Currently I am one of three young cofounders (CEO, developer, marketing/customer development). We have been working with an outsourced developer for a bit of time now and he has been very involved in the business and has been acting as an advisor.
Due to the three of us thinking he would be a good fit on the team  and wanting to get more code pushed quickly, we have offered him the  option to join us as a cofounder. He is much more senior than us and  adds a lot of credibility to the team, and he has many connections that  have proven useful many times. He was the CTO of another startup years ago and has been advising many other companies since then while coding.  He has agreed to join us but we are having a bit of difficulty on the  terms of it.
He would like 24% of the company vested over two years with a six  month cliff, and he would work around 30 hours a week or more probably on  it. (The three of us are vested over 4 years with a one year cliff and  are fulltime and own equal amounts of the company) He would have to work  on other projects, however, since he has a lot of debt to pay (kids in college, mortgage, medical bills, etc).

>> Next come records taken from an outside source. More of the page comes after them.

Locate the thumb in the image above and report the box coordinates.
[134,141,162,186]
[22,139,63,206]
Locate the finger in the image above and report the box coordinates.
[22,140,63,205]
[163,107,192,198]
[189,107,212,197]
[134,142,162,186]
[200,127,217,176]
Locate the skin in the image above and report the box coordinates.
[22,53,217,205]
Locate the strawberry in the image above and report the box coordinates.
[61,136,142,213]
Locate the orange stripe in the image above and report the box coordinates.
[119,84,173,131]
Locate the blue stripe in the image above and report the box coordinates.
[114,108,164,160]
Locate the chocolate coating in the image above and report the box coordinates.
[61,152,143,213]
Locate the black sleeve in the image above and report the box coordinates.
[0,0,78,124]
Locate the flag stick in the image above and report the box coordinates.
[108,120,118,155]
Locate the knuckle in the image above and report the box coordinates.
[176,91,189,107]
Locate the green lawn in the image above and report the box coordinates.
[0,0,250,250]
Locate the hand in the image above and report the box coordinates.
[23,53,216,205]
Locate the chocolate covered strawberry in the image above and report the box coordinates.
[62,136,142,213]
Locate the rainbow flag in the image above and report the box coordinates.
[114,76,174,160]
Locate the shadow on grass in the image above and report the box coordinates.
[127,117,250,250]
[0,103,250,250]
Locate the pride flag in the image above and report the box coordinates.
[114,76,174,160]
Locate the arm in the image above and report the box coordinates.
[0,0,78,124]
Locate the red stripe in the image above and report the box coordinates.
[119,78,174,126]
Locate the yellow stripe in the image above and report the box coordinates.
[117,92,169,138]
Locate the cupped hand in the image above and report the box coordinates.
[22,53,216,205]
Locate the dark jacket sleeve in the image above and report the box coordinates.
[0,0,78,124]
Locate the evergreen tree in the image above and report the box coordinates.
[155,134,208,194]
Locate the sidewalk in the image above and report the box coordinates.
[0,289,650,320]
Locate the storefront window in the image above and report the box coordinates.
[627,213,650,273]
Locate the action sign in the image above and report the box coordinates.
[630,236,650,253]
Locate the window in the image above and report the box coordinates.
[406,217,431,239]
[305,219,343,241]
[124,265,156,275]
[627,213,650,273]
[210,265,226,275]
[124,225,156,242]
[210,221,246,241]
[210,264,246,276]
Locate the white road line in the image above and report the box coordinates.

Basically, he wants 1%/month for  the next two years and he is pretty set on that. I would much rather have him vest over three years at the least, and some investor friends of mine have agreed with this. They think an investor would want him to vest a bit longer to ensure he stays. We were thinking of maybe doing a deferred salary contract to get him to agree  to three years and 20% once we are able to raise a seed round. At the moment we don't have the type of cash to pay him his market rates and we can only give him equity and the promise of a small deferred salary/incentive bonus later on. Once we raise a seed round we could pay him a small salary and he could work more on this.
How should I continue the discussion with him and is what he is asking for fair to us and him? Will this cause headaches down the road?
======
robertlaing
You have a number of negotiation points here: \- Percentage ownership \-
Vesting length \- Vesting cliff \- Hours you expect him to work \- Cash salary
\- Bonus \- Title

And some questions to ask yourselves: \- How long have you been working on the
project before he got involved? \- How much ownership in the idea/IP does he
have? \- Do you all have the same definition of success? (e.g. does he want a
long-term business or an acquisition? what does a 'successful exit' look like
for you all) \- Is this going to be his only job or is he consulting on the
side?

When you're all very clear about the above, it will be easier to come to a
reasonable agreement. The "What does success look like?" question is the most
important, and something that many startup founders are afraid to ask until
it's too late.

A 2-year vesting schedule is not insane, but it begs the question of whether
the guy thinks he is key to the business. It is certainly something that seed
or A-round investors will want to increase if he is vital, and if he's not
vital he shouldn't get 24% :)

Good luck.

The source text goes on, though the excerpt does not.